# Tough Road Ahead



## Milkman (Feb 2, 2006)

My wife has been diagnosed with breast cancer. We don't yet know what stage it is. She has to see the oncologist on Tuesday and we'll take it from there. Cancer has taken both her parents, several aunts, and two of her siblings have fought and beat it.

She's only 46 but her health has been declining over the past few years. It's going to be a tough fight for her, and for the two of us together.

Any mojo, prayers, or just positive thoughts you can send would be gratefully accepted.

Ironically, I do several benefit shows each year for cancer research, including one specifically dedicated to breast cancer research. Seems all the more worthwhile now.


----------



## dodgechargerfan (Mar 22, 2006)

Mojo in abundance. 

I know a bunch of folks that have beaten it. Here's hoping for another.


----------



## Guitar101 (Jan 19, 2011)

Milkman said:


> Ironically, I do several benefit shows each year for cancer research, including one specifically dedicated to breast cancer research. Seems all the more worthwhile now.


It's payback time for you and your wife. Thanks to the hard work by you and many others. More people are beating this dreaded disease than ever before. I heard yesterday that my wife's sister just got the same diagnosis. Stay positive, she's not alone in this battle.


----------



## GuitarsCanada (Dec 30, 2005)

Mike, I am very sorry to hear this. I cant think of any words to say other than I hope they can beat this thing for her, you and your family. Tell her to stay as positive as she can and beat this thing.


----------



## mhammer (Nov 30, 2007)

The stories of folks who enter that dark tunnel, and emerge out the other side back into the light, are becoming more numerous. One of my cousins, a judge in fact, was diagnosed with breast cancer in her late 40's. It was tough slogging for 18 months or so, but she's back in the saddle, with her own hair, enjoying life, and meting out justice.

These days, if you get diagnosed 10 minutes later, there's something new to help on the horizon. At least part of what improves prognosis is the tremendous exchange of information amongst health professionals that the internet has facilitated.
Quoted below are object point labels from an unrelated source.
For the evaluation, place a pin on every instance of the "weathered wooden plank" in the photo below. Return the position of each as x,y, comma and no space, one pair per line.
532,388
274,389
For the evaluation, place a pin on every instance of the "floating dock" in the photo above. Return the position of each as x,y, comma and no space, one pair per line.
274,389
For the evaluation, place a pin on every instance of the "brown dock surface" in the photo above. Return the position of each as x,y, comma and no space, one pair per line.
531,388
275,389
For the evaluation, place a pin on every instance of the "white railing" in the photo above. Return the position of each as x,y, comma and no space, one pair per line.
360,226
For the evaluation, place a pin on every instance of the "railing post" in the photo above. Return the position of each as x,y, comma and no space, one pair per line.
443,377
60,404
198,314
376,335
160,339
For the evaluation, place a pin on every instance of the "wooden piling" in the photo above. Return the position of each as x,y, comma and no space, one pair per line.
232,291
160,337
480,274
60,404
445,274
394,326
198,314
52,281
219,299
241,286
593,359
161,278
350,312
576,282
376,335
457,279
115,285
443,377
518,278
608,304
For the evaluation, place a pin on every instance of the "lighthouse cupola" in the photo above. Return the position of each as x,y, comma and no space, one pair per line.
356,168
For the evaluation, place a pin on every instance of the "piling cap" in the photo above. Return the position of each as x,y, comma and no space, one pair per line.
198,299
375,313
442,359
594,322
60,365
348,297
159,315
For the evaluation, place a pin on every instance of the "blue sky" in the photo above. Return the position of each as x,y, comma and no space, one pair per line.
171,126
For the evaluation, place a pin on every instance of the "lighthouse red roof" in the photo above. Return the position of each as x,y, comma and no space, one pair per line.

Were it 30 years ago, those same oncologists would have exchanged ideas at conferences maybe once or twice a year, and scanned the journals, but they would have stumbled onto good ideas and treatments more slowly. Certainly a huge improvement over what would have been the case sixty years ago, but nowhere near the blinding speed we see today.

I suppose you can think of it as a battle, but really it's a job. A sh***y job you have to plan your life around, each and every stinking day, and slug it out with....until you get a better one. Like any lousy job, you look for the little things each day that make it bearable. A little bit of "psychological sunshine" here and there helps.

Thumbs up to you and your wife. She's got "the milkman" in her corner.


----------



## Chito (Feb 17, 2006)

Sorry to hear Mike. I've heard a lot of good news regarding folks who have beaten it. Stay positive and hope things work out for the best.


----------



## Swervin55 (Oct 30, 2009)

Attitude seems almost important as the treatment. Chins up. I know everyone here is in your corner. Best of everything to you and your wife.

Swervin


----------



## JCJ (Jan 3, 2008)

Please let me also add to the wishes of support for you and your wife.


----------



## washburned (Oct 13, 2006)

I'm praying for you, and hoping that you both will be among the growing number of couples who beat cancer.


----------



## greco (Jul 15, 2007)

Mike and family.....My thoughts and hopes for a full and speedy recovery for your wife go out to all of you.

Dave


----------



## gtone (Nov 1, 2009)

All the best to you and your wife - we'll join those thinking and praying for you both.


----------



## keto (May 23, 2006)

I can't say it better than what's been said all ready. Best wishes and keep your chins up.


----------



## mario (Feb 18, 2006)

My mother had this 35 years ago and is still around (76) and doing great. As everyone else has mentioned try to stay brave and positive. All the best to you and your wife.


----------



## Stratin2traynor (Sep 27, 2006)

I've been making monthly donations to Canadian Cancer Society for almost 20 years now since my wife battled bladder cancer. Our thoughts and prayers are with your family. It can be a dirty battle at times but keep slugging it out. There is more and more light at the end of the tunnel.


----------



## Hamstrung (Sep 21, 2007)

All positive thoughts your way that she joins the growing ranks of survivors.


----------



## Ti-Ron (Mar 21, 2007)

Be strong, be positive! Best wishes to your wife and all the family.


----------



## puckhead (Sep 8, 2008)

thoughts, prayers and mojo sent.
stay strong.


----------



## Mooh (Mar 7, 2007)

Our hopes and prayers for you both. Wonderful things are done nowadays to beat cancer. My brother and Dad are cancer survivors, my sister was not but might be today with all the advances in treatment. Cancer charities are as worthy now as ever. 

Good luck!

Peace, Mooh.


----------



## bw66 (Dec 17, 2009)

Prayers sent. Its a nasty disease, but there are more survivors every day. And many come through with a fresh perspective.


----------



## ajcoholic (Feb 5, 2006)

Thats tough news - I have had many friends and family (including my father 2X) go through this but I can only imagine being even more difficult if it was my wife. Stay as positive as you can - I firmly believe the mindset plays a huge part of how people get through things like this. Stay positive (at least as much as possible)!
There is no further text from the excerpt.